Además de varios spots donde las marcas se atizaban entre sí, la acción de marketing más agresiva fue firmada por Pepsi en los años setenta. Lo llamó “Pepsi Challenge” y eran unas catas a ciegas organizadas en centros comerciales donde se invitaba a probar dos refrescos de cola con la marca oculta y a elegir luego el más sabroso y refrescante. Uno era Pepsi, el otro Coca-Cola. Pepsi ganaba siempre, faltaría más, aunque sigue sin estar muy claro si era gracias al sabor o a algún motivo menos dulce.
Para el próximo curso, sin embargo, el temario de publicidad tendrá que renovarse ya que a la de por sí generosa lista de innovaciones de marketing de estas empresas hay que sumar ahora una nueva. Resulta que los dos mastodontes del azúcar diluido llevan años donando millones de dólares a un selecto grupo de organizaciones sanitarias y del ámbito de la infancia para que se hicieran los locos con respecto a los efectos perniciosos de sus productos.
La idea era sencilla: yo le pago a usted, prestigiosa entidad, y usted culpa de la obesidad al hip-hop, a la play o a los pokémon. A lo que le dé la gana, vaya, salvo a los refrescos carbonatados. Una jugada maestra del (llamémosle) marketing creativo que recuerda a iniciativas igualmente ingeniosas desarrolladas décadas antes por los señores del tabaco.

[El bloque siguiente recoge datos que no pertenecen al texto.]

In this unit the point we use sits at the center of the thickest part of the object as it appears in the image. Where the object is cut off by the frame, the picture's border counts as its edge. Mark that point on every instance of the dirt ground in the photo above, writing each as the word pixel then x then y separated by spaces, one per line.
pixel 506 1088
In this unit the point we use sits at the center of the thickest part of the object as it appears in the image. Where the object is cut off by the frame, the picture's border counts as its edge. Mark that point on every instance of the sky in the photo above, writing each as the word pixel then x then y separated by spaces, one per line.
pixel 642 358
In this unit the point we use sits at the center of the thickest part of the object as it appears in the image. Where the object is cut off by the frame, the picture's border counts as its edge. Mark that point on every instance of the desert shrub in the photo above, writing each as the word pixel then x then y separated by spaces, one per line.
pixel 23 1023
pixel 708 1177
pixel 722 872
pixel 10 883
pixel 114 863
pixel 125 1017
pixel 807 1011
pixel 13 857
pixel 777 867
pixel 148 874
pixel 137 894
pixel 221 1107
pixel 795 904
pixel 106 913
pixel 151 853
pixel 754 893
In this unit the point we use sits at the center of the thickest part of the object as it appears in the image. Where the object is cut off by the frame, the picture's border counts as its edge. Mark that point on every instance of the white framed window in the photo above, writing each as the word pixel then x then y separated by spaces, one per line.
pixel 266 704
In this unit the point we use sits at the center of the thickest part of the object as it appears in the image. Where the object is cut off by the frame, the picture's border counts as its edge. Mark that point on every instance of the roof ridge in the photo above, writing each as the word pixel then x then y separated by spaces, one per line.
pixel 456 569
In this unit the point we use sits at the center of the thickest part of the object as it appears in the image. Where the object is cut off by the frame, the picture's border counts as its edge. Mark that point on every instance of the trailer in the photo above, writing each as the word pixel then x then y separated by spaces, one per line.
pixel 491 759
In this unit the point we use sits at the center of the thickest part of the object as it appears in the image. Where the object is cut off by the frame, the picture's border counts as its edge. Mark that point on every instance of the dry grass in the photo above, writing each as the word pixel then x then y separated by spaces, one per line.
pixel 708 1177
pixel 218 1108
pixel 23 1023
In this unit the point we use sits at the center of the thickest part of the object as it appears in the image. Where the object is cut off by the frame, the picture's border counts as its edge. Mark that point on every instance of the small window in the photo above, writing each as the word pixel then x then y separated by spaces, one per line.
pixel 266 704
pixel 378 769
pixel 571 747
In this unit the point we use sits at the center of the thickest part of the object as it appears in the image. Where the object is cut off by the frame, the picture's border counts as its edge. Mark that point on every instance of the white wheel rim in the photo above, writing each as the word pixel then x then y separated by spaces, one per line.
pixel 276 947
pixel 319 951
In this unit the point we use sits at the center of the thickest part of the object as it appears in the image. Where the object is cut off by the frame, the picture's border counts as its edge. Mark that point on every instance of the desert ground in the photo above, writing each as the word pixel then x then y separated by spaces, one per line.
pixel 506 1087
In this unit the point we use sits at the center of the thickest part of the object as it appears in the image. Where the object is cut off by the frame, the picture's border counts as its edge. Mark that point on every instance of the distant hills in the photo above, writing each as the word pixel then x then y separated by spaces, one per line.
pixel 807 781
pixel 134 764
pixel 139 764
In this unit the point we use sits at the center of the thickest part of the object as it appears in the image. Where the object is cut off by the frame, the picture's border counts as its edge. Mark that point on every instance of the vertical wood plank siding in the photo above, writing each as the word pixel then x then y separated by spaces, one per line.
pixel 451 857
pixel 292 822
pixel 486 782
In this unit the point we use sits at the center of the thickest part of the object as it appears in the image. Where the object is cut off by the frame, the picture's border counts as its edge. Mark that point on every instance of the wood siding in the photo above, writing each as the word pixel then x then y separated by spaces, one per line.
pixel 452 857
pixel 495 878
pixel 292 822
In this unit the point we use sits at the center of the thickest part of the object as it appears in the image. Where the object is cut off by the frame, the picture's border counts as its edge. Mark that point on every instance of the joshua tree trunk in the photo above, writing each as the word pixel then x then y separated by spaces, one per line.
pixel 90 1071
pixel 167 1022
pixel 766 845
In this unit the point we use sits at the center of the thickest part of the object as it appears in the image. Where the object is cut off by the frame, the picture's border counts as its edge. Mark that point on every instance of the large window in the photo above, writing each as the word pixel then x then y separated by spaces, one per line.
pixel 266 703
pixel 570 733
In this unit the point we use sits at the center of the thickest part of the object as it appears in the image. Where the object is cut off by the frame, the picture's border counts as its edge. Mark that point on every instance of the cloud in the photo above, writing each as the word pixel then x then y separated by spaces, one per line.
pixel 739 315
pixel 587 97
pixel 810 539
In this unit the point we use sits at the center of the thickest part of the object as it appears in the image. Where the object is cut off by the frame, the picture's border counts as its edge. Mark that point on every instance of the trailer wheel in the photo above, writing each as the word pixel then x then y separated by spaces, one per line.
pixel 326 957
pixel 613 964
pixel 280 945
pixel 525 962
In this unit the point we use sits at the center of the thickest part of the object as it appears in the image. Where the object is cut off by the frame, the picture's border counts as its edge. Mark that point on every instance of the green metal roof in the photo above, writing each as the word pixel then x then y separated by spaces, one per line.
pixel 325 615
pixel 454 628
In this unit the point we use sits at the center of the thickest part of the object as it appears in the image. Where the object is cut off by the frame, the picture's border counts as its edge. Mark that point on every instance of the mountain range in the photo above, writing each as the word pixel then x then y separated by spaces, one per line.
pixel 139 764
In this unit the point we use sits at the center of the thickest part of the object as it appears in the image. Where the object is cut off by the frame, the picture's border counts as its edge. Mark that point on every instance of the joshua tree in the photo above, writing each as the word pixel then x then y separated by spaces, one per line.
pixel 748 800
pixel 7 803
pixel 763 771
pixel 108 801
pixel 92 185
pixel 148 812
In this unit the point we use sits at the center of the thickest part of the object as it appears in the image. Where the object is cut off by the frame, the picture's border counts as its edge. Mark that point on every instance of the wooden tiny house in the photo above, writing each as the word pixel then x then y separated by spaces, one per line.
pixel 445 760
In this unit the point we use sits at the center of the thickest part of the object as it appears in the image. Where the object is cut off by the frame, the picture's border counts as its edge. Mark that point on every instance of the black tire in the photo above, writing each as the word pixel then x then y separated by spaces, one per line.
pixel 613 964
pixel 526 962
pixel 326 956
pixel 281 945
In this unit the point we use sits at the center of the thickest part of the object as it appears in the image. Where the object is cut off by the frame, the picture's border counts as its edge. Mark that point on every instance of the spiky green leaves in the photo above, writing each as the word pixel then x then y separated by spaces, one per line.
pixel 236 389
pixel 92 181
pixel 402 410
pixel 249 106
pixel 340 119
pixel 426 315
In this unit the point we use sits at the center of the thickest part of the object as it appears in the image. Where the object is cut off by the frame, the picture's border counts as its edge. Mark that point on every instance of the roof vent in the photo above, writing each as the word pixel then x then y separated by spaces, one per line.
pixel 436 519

Una de los protagonistas del escándalo es Save the Children. La ONG apoyó en su día una campaña para que estos refrescos fueran cargados con un impuesto extra… hasta que dejó de apoyarla. En aquel momento nadie entendió el porqué de tan súbito cambio de opinión. Ahora sabemos que coincidió con un ingreso de 5 millones de dólares procedente de PepsiCo. Save the Children, sin embargo, ha negado que exista relación alguna entre sus estrategias y las donaciones privadas. Fue, dicen, casualidad.
Una de las consecuencias más lamentables de este asunto es que carga de razones a conspiranoicos de todo pelaje, esos que ven una amenaza en cualquier empresa que pase de los veinte empleados. Hay, sin ir más lejos, quien ya está usando el colagate para reforzar sus sospechas acerca de los chemtrails, esas nubes de condensación que dejan tras de sí algunos aviones y que, aseguran, nos están matando lentamente (vaya usted a saber por qué).
Pero quizá, puestos a jugar a la conspiración, convendría dejar tranquilos los cielos y mirar a la altura de nuestros ojos. Por ejemplo: a la estantería del súper. Por ejemplo: a todos esos paquetes de cereales, bollos y pastelitos avalados en su envoltorio por prestigiosas asociaciones de dietistas, nutricionistas y pediatras. Organismos con su sello y sus siglas que le aseguran a usted, consumidor, consumidora, que lo que come su retoño le hará más fuerte, más alto y no descarte que también un poco más espabilado. A saber cuánto cuesta el sellito. Pero, insisto, no nos pongamos paranoicos.